Ukaysha tahu benar alasan pacarnya memilih menikahi lelaki lain yang lebih kuat. Wanita seperti itu hanya membuang waktu saja. Mempertahankan hal yang tak semestinya hanya membuat luka semakin menganga. Dia tak mengerti, mengapa hatinya tetap terluka disaat mencoba melepas dengan ikhlas. Rasa sakit itu berperang dengan dirinya. Sesak, nyeri, dan rasa yang sulit terdefinisikan. Ukaysha mendongak memandang kejauhan. Bintang-bintang seperti pecahan kaca yang bertebaran perlahan tersamar awan pengarak hujan.
"Ih, aku udah bilang, kan, kalau bicaranya nanti aja," keluh Asti saat Gusti menghampirinya.
Keduanya begitu serius sampai tidak menyadari kedatangan kakak Asti.
"Tukakiang enggak bisa nunggu," jelas Gusti sambil menggandeng Asti. "Dia juga menunggumu."
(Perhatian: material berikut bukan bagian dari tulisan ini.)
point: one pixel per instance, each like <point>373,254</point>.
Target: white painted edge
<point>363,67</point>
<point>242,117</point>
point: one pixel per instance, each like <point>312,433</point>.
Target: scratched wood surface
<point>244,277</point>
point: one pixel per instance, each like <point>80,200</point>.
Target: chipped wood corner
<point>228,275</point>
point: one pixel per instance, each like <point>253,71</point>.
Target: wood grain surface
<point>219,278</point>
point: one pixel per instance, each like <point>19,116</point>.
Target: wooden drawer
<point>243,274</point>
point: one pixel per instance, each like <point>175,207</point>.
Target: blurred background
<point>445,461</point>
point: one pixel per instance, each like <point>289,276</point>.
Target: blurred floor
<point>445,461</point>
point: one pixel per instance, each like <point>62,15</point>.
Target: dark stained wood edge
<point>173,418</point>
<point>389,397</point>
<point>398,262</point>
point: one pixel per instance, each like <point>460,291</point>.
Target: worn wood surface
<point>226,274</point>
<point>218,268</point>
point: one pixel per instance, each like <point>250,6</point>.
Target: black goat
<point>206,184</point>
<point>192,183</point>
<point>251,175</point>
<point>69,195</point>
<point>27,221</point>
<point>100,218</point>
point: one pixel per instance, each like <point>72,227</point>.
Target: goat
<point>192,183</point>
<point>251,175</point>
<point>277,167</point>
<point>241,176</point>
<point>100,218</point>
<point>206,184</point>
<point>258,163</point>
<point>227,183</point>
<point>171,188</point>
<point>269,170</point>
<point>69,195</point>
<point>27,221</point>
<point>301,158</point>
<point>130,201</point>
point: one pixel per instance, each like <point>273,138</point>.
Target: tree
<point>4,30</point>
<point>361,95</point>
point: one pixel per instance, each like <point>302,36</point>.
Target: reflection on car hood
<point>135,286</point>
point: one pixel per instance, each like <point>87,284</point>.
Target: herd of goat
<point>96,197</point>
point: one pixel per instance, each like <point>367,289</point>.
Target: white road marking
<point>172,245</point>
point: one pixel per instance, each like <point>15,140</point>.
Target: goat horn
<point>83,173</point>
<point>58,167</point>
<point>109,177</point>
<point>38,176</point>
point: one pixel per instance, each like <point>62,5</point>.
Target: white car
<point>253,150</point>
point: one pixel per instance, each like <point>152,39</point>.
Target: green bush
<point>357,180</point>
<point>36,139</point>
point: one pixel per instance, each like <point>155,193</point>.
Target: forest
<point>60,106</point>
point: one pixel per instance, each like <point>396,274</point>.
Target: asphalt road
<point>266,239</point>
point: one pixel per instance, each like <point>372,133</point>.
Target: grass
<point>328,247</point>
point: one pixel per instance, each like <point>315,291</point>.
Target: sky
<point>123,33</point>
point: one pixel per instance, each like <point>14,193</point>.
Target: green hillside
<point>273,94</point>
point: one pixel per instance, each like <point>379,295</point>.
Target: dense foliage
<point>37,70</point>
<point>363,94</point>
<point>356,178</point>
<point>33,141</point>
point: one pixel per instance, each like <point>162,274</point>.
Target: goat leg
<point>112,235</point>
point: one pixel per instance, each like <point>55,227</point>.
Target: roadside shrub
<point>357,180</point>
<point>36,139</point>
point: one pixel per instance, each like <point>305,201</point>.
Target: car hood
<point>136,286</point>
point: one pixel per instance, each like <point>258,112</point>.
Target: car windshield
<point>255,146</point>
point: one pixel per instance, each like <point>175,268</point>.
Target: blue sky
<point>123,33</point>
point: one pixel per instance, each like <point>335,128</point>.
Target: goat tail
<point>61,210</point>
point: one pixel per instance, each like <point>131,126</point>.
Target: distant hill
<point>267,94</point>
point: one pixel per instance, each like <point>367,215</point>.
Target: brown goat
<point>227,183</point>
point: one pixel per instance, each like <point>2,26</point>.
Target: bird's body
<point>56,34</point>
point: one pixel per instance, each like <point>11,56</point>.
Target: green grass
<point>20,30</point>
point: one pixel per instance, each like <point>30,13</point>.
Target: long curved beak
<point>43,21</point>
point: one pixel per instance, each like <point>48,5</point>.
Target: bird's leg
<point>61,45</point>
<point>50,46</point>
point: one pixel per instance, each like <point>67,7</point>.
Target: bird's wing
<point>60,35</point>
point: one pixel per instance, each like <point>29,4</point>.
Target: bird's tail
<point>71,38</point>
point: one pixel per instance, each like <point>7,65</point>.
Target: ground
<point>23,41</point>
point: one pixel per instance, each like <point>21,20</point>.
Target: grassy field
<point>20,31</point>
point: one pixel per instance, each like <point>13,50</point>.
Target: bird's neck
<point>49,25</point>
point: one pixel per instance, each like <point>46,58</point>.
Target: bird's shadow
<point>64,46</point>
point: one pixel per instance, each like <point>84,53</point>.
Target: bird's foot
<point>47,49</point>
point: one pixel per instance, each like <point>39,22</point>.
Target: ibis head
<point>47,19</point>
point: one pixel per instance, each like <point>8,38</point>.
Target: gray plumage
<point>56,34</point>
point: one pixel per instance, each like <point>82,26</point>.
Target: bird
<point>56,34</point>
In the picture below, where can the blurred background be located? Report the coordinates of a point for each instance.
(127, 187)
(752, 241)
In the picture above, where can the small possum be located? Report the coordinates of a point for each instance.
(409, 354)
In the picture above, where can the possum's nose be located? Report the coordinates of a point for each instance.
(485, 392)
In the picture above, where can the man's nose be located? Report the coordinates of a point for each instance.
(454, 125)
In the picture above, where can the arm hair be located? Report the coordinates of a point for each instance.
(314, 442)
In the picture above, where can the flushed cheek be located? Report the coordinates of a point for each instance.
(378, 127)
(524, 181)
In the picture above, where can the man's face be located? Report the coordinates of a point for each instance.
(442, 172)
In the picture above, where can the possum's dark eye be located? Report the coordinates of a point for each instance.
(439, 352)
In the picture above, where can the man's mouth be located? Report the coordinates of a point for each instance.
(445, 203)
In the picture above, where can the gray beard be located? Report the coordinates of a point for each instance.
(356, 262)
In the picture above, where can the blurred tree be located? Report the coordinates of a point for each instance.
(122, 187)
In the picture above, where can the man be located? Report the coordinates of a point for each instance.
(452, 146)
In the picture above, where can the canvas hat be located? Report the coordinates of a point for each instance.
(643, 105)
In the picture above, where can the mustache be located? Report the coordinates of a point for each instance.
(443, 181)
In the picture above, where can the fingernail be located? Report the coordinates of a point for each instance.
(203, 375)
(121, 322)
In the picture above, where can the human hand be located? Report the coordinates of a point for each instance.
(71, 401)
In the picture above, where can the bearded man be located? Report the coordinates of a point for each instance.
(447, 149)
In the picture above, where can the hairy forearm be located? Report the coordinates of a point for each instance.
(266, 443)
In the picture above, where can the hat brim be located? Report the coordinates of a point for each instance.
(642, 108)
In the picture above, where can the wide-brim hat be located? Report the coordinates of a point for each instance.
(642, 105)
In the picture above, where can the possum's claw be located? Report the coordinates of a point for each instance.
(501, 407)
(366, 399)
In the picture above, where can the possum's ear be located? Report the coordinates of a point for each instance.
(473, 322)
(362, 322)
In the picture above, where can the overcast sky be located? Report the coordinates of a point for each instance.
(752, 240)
"Lepasin, dong. Aku bisa jalan sendiri."
"Kamu enggak denger, dia bisa jalan sendiri? Jangan memaksa!" Ukaysha melepas tangan Gusti. Namun, genggaman itu tak terlepas. Pegangan itu sangat kokoh.
"Aku adalah kakaknya, memangnya kamu siapa?"
Ukaysha tak memutus tatapan tajam itu. Namun, dia juga tidak bisa menjawab pertanyaan Gusti.
Dia bukan siapa-siapa!
Perlahan tangan Ukaysha terlepas. Dia bergeming melihat Asti dibawa paksa oleh Gusti. Berinteraksi dengan Gusti selalu kurang menyenangkan. Mulutnya hanya menyuarakan beberapa kalimat. Sayangnya, kalimat itu selalu setajam tombak. Sialnya, selalu tepat sasaran. Ukaysha yakin, dirinya tak menyukai pemuda itu.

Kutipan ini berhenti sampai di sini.